3. Big(O) Run-time Analysis

• The binary search takes O(log(max(piles))) iterations. max(piles) is the largest pile size, which determines the search space for k. In each iteration, we calculate the time taken to eat all bananas, which takes O(n) time, where n is the number of piles.
• Therefore, the overall time complexity is O(n * log(max(piles))).

4. Big(O) Space Usage Analysis

• The space complexity is O(1) because we are only using a few variables to store the left, right, and middle values during the binary search.
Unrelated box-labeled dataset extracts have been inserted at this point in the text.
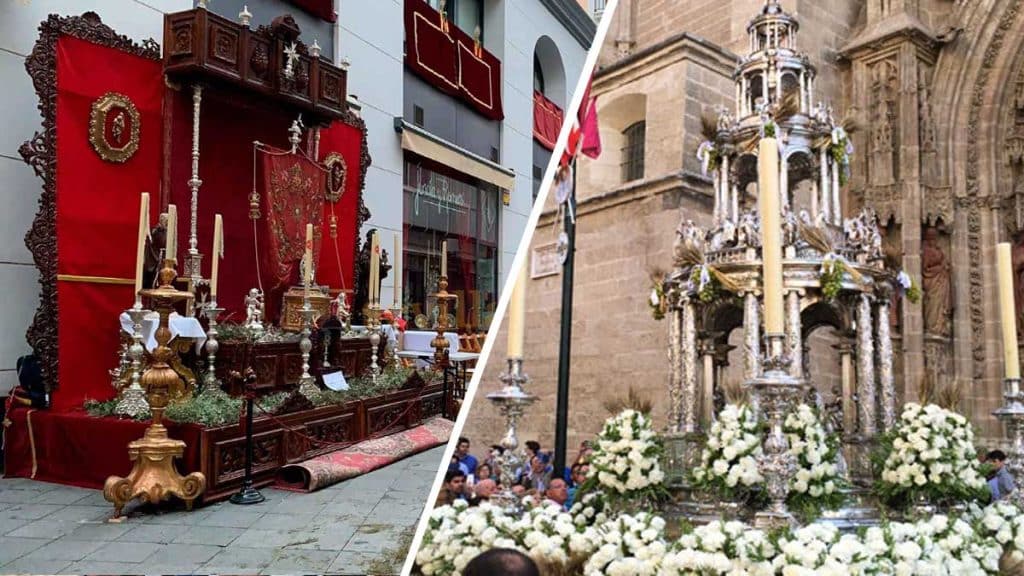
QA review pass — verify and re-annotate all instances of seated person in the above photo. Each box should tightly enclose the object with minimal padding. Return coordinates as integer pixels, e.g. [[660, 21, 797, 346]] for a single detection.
[[985, 450, 1017, 502], [434, 469, 466, 506]]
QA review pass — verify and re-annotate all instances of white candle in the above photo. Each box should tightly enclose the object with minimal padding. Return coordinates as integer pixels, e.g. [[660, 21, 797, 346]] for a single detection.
[[995, 242, 1021, 379], [210, 214, 224, 302], [164, 204, 178, 263], [508, 262, 526, 358], [758, 138, 784, 334], [394, 233, 401, 307], [135, 192, 150, 304], [302, 223, 313, 298], [441, 240, 447, 277]]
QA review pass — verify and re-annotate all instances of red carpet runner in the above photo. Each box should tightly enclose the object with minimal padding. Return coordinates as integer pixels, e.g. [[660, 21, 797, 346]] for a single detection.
[[274, 418, 454, 492]]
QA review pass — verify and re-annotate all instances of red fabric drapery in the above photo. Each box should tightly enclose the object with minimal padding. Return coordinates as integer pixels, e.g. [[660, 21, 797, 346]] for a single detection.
[[316, 122, 362, 290], [280, 0, 338, 24], [257, 149, 326, 321], [51, 36, 164, 411], [406, 0, 505, 120], [534, 91, 564, 150]]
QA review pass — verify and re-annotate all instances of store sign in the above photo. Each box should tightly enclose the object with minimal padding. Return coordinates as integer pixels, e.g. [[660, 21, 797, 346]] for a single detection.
[[413, 166, 469, 215], [529, 242, 562, 279]]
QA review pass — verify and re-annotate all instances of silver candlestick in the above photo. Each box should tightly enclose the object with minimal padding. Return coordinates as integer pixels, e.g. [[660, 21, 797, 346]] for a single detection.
[[992, 378, 1024, 506], [299, 298, 319, 400], [203, 300, 224, 386], [487, 358, 537, 513], [367, 302, 381, 382], [748, 334, 805, 529], [114, 302, 150, 418]]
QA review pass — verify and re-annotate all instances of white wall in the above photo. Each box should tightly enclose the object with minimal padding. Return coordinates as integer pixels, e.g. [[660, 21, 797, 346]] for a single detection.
[[336, 0, 404, 303], [0, 0, 191, 394]]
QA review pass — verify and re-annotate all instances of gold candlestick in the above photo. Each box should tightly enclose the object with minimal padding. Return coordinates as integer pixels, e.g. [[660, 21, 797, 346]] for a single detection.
[[103, 259, 206, 516], [367, 301, 381, 382], [430, 276, 455, 369]]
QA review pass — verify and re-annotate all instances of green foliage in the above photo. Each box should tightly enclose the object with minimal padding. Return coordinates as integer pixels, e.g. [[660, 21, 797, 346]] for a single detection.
[[819, 258, 846, 300], [84, 367, 428, 426]]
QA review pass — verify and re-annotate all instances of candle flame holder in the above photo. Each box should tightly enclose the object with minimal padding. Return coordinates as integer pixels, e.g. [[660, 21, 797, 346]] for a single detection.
[[114, 299, 150, 418], [103, 259, 206, 516], [299, 298, 319, 400], [487, 358, 537, 515]]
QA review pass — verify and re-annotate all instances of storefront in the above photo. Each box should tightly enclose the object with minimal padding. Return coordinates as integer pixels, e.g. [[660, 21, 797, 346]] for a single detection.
[[401, 151, 502, 331]]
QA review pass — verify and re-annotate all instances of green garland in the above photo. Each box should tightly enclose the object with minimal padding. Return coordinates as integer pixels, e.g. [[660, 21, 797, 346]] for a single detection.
[[818, 258, 846, 301], [84, 367, 430, 426]]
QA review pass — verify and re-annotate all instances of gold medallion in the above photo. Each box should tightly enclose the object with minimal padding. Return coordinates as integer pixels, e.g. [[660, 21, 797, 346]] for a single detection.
[[324, 152, 348, 203]]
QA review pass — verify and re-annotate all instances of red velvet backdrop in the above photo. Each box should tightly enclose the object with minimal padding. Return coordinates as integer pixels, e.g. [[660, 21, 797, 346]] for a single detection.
[[169, 90, 362, 322], [316, 122, 362, 290], [534, 91, 564, 151], [406, 0, 505, 120], [52, 37, 164, 411], [4, 407, 202, 489]]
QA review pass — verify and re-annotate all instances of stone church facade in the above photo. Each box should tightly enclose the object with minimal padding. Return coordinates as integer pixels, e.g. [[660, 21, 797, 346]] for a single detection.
[[466, 0, 1024, 448]]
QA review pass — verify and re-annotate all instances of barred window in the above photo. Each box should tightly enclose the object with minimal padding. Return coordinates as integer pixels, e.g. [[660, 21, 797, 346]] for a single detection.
[[622, 120, 647, 182]]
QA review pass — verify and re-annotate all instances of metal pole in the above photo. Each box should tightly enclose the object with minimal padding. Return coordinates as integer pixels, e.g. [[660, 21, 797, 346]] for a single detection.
[[554, 161, 579, 478]]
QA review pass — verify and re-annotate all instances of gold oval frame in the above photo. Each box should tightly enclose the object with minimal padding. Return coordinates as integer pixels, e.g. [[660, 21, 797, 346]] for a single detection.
[[324, 152, 348, 204], [89, 92, 141, 163]]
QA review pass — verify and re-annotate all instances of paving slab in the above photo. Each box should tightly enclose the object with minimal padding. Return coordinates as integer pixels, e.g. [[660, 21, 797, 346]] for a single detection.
[[0, 440, 443, 574]]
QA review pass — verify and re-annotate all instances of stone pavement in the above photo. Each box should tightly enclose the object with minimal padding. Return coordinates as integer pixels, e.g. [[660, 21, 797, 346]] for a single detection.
[[0, 446, 444, 574]]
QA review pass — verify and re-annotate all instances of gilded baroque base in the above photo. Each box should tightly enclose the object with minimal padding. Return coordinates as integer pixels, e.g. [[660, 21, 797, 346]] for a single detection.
[[103, 424, 206, 516]]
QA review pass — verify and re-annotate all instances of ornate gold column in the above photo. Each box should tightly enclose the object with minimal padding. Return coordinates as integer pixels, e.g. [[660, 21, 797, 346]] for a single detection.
[[857, 294, 878, 440], [679, 294, 699, 434]]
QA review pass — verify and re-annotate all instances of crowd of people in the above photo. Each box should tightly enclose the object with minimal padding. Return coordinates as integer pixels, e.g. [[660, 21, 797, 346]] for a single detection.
[[437, 437, 593, 510]]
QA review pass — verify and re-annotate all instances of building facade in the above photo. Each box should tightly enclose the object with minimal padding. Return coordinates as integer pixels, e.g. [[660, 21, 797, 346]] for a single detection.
[[0, 0, 595, 389], [466, 0, 1024, 448]]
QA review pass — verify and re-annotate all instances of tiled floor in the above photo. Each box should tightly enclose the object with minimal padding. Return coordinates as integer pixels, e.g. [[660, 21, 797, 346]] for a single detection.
[[0, 447, 444, 574]]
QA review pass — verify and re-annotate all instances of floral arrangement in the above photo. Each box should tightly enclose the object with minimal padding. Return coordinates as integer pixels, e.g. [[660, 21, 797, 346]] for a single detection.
[[828, 126, 853, 186], [876, 403, 985, 504], [580, 409, 665, 503], [896, 271, 921, 303], [782, 404, 845, 520], [583, 512, 668, 576], [692, 404, 764, 500]]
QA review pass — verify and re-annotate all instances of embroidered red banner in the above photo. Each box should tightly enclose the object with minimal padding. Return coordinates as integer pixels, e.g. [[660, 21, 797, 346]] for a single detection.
[[534, 91, 564, 150], [406, 0, 505, 120]]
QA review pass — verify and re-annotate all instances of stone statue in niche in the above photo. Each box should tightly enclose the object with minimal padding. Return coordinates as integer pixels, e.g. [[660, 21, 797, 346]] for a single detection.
[[921, 227, 952, 336]]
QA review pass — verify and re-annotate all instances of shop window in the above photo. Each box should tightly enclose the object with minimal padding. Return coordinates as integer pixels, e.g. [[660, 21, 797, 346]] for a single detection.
[[622, 121, 647, 182], [402, 155, 501, 331]]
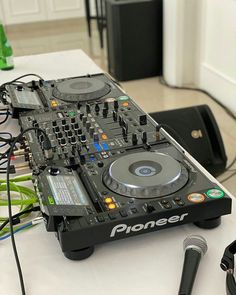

We are not using any extra data structures that scale with the input size.

5. Edge Cases

• Empty Input: If the piles array is empty, the function should return 0 or handle the case gracefully by returning an appropriate default value or raising an exception.
• Single Pile: If there is only one pile, the minimum eating speed would be (pile + h - 1) // h.
• h equals the number of piles: In this case, Koko has exactly one hour per pile, so the minimum eating speed is the size of the largest pile.
• h is less than the number of piles: This is an invalid input according to the constraints (piles.length <= h), so the function doesn't need to handle it.
• Large Pile Sizes: The pile sizes can be up to 10⁹. The code should handle this without integer overflow issues. The calculations of hours within the loop is done correctly to avoid overflows.
• h is very large: If h is extremely large compared to the number of piles, the binary search will still correctly converge to the smallest possible eating speed (1).

These edge cases are handled correctly by the provided code.